Skill: Zero-Copy Pipeline Generator (Coordinator)

This is the coordinator skill that orchestrates the end-to-end creation of Spark-centric and BigQuery-centric data pipelines for a new use case. It manages the user interview, schema investigation, architecture recommendation, and delegates code generation to specialized sub-skills.

Workflow

1. User Interview

Prompt the user to understand the new use case. Ask:

  1. Business Goal: What is the prediction target? (e.g., churn, recommendation).
  2. Datasets: What are the input BigQuery tables?
  3. Features & Label: What are the features and the target label?
  4. Data Prep Logic: How should the data be prepared/joined?
  5. Model Complexity: Do they need a simple model (like Logistic Regression) or a complex one (like Random Forest or XGBoost)?

2. Schema Investigation

Use the bq CLI tool to inspect the schemas of the tables provided by the user.

  • For each table, run:

    bq show --format=prettyjson <project_id>:<dataset_id>.<table_id>
    
  • Analyze the schema to confirm column names, types, and nullability. Present a summary to the user.

3. Solution Recommendation

Based on the interview and schema, propose the architecture:

  1. Pipeline Options:
    • Spark-Centric: Recommend if the user has existing Spark workloads, needs custom PySpark logic, or prefers Spark MLlib.
    • BigQuery-Centric: Recommend if the user wants a NoOps, SQL-backed pipeline using BigQuery DataFrames.
  2. Serving Options:
    • Lean JSON: Recommend if using Spark + Simple Model (Logistic Regression).
    • ONNX: Recommend if using Spark + Complex Model (Random Forest/XGBoost).
    • Native BQML: Recommend if using BigQuery-Centric pipeline.

Get the user's approval on the recommendation before proceeding.

4. Orchestrating Sub-Skills for Code Generation

Once approved, generate the notebooks by activating the relevant sub-skills:

Spark-Centric Pipeline Generation

If generating the Spark-centric notebook (spark_centric_<use_case>.ipynb), apply the following sub-skills:

  1. spark-lightning-optimization: Use to generate the Dataproc Serverless session with Lightning Engine.
  2. zero-copy-ingestion: Use to generate the BigQuery data loading code using the connector.
  3. model-evaluation: Use to generate the evaluation section (Accuracy or AUC-PR/Confusion Matrix).
  4. unified-model-registry: Use to generate the model saving and serving code (Lean JSON or ONNX export, Vertex AI registration).

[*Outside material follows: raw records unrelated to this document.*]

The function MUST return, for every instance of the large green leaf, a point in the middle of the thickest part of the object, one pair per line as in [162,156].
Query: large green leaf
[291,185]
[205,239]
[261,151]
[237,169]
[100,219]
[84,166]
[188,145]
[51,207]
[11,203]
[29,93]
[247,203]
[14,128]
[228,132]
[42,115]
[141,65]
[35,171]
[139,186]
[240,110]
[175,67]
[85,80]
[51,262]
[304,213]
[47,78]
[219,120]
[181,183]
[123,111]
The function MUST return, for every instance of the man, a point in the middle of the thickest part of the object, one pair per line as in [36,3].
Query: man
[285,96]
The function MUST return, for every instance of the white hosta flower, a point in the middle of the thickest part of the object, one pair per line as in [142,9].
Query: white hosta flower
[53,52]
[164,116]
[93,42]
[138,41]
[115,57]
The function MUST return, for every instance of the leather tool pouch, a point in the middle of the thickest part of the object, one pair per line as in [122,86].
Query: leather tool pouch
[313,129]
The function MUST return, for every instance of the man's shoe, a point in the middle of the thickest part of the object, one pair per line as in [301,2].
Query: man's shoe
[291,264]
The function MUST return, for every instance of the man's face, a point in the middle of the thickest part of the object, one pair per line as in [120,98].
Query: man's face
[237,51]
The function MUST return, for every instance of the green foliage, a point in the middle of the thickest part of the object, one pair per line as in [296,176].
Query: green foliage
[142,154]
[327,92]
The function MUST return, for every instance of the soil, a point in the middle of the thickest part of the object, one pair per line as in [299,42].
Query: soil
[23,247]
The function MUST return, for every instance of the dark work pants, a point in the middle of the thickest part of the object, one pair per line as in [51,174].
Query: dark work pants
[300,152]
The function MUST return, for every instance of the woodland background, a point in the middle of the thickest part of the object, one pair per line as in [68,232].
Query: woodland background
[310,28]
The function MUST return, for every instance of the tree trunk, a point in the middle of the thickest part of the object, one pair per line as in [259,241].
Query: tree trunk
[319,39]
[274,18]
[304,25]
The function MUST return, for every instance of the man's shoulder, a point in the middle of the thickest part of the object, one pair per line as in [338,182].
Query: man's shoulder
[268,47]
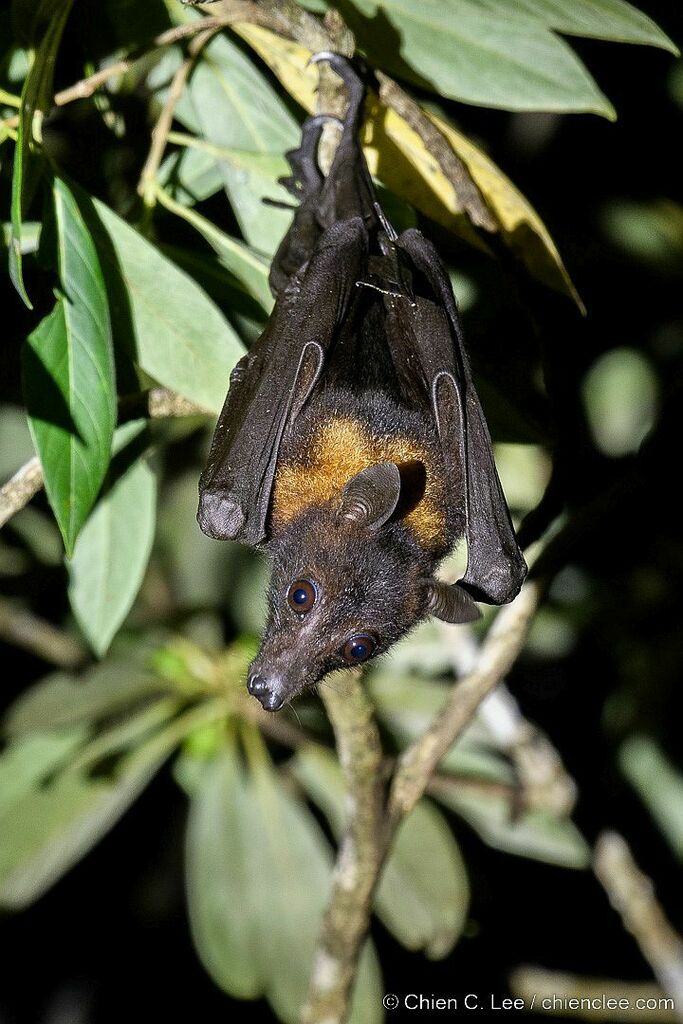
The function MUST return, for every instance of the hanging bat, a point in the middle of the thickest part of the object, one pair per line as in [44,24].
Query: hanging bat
[351,445]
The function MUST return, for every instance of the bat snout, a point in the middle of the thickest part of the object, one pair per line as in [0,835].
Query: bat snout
[266,692]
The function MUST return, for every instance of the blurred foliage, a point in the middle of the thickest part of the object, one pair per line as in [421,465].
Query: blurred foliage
[115,284]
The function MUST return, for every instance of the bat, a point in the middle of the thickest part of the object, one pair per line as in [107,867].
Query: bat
[351,445]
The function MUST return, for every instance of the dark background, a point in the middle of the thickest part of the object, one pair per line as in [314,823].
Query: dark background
[111,941]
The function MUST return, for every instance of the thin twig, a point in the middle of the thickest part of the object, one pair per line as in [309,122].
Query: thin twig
[356,869]
[87,86]
[18,492]
[466,189]
[632,895]
[146,186]
[495,658]
[23,629]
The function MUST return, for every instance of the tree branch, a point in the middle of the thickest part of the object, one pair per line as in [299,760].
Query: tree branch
[146,186]
[356,869]
[632,895]
[454,168]
[495,658]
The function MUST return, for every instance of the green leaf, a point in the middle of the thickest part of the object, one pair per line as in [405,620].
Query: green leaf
[534,834]
[177,335]
[69,381]
[423,895]
[396,154]
[60,815]
[253,119]
[36,101]
[113,549]
[190,175]
[258,878]
[612,19]
[26,763]
[101,692]
[460,49]
[658,783]
[203,573]
[245,264]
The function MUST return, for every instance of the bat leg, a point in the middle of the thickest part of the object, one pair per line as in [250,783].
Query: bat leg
[306,177]
[348,189]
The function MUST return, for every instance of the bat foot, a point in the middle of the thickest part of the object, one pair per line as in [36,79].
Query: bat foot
[219,517]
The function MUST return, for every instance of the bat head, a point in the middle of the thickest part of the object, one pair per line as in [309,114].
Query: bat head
[348,581]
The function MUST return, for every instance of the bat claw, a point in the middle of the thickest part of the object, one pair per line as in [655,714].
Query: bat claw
[323,55]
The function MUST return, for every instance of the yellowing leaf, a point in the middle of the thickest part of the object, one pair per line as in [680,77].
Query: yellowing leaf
[397,156]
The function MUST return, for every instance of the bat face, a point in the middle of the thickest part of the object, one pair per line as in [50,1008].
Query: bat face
[340,595]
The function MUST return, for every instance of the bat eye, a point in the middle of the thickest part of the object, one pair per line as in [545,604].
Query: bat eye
[358,648]
[301,596]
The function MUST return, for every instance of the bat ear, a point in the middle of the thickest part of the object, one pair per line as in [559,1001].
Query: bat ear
[371,497]
[451,603]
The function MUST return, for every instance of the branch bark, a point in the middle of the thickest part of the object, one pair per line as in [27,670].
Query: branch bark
[372,828]
[356,870]
[632,895]
[495,658]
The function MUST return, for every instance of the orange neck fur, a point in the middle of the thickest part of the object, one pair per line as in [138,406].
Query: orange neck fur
[335,452]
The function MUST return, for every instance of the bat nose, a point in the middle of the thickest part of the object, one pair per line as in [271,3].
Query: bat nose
[259,688]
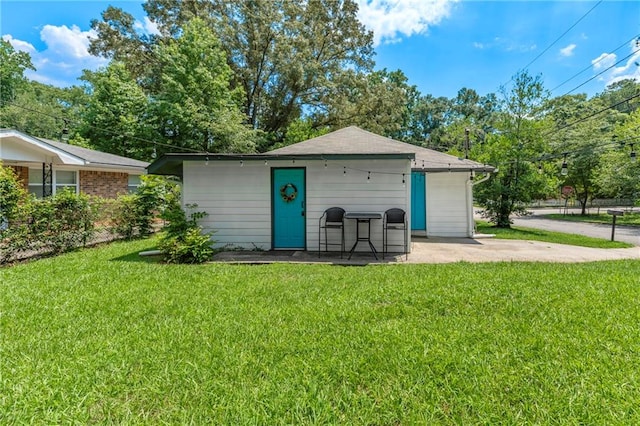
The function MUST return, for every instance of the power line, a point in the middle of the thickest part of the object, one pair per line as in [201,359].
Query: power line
[557,39]
[603,71]
[582,119]
[588,67]
[562,35]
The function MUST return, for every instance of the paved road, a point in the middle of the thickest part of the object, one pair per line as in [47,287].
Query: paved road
[627,234]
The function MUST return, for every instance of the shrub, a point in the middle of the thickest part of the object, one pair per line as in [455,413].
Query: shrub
[182,240]
[51,225]
[11,193]
[135,214]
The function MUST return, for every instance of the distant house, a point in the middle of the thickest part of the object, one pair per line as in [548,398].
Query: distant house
[46,166]
[349,168]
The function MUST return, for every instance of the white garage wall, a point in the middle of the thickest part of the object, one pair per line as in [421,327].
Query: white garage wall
[448,207]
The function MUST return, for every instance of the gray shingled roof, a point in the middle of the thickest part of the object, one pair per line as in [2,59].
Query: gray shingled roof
[89,156]
[96,157]
[356,141]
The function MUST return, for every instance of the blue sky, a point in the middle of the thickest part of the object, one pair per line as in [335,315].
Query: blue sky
[441,45]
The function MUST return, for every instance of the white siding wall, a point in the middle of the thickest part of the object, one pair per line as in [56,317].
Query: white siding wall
[238,199]
[448,207]
[330,187]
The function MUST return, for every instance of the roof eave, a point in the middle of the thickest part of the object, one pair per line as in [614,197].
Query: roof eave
[172,164]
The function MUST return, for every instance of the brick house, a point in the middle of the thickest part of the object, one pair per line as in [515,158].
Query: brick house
[47,166]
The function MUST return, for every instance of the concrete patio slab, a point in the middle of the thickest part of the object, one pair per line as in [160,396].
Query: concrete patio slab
[445,250]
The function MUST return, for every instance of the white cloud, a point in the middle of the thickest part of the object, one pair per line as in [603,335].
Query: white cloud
[506,44]
[65,56]
[390,20]
[147,27]
[20,45]
[568,51]
[603,61]
[627,70]
[68,42]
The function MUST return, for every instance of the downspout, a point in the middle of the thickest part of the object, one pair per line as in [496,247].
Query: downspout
[470,184]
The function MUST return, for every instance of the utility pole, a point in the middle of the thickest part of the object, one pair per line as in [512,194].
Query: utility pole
[466,144]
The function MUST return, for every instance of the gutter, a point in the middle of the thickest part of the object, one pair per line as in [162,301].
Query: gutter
[471,230]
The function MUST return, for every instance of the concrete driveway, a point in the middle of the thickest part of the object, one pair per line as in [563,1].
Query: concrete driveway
[627,234]
[481,249]
[445,250]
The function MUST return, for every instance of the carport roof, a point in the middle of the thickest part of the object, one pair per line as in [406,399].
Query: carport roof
[347,143]
[354,140]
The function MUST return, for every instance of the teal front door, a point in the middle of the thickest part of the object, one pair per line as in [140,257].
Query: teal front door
[288,208]
[418,202]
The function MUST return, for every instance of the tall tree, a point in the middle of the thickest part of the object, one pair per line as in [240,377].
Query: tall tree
[618,172]
[376,101]
[115,117]
[195,106]
[583,129]
[287,56]
[512,148]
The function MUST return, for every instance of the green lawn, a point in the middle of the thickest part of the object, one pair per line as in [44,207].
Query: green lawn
[103,336]
[522,233]
[629,219]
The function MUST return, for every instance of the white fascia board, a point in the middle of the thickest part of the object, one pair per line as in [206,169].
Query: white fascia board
[63,156]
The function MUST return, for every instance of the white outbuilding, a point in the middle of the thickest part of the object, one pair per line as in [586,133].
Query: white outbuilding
[275,200]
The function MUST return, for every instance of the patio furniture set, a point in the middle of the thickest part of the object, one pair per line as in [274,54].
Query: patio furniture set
[394,219]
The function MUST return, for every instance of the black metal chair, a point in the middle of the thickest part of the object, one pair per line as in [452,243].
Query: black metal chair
[333,219]
[396,220]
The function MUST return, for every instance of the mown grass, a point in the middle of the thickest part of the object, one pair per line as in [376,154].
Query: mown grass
[629,218]
[103,336]
[523,233]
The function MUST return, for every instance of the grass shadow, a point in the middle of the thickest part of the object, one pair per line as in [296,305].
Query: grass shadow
[135,257]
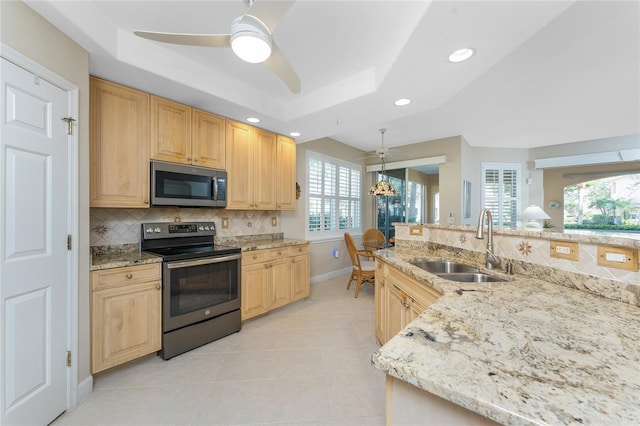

BigQuery-Centric Pipeline Generation

If generating the BigQuery-centric notebook (bq_centric_<use_case>.ipynb), apply the following sub-skills:

  1. zero-copy-ingestion: Use to generate the BigFrames data loading code.
  2. bigframes-bqml: Use to generate the feature engineering and BQML training code.
  3. model-evaluation: Use to generate the evaluation section.
  4. unified-model-registry: Use to generate the BQML export and Vertex AI Endpoint deployment code.

Batch Prediction Script

Generate predict_job_<use_case>.py (PySpark) if the Spark pipeline is chosen, ensuring it loads the model from GCS and writes predictions back to BigQuery.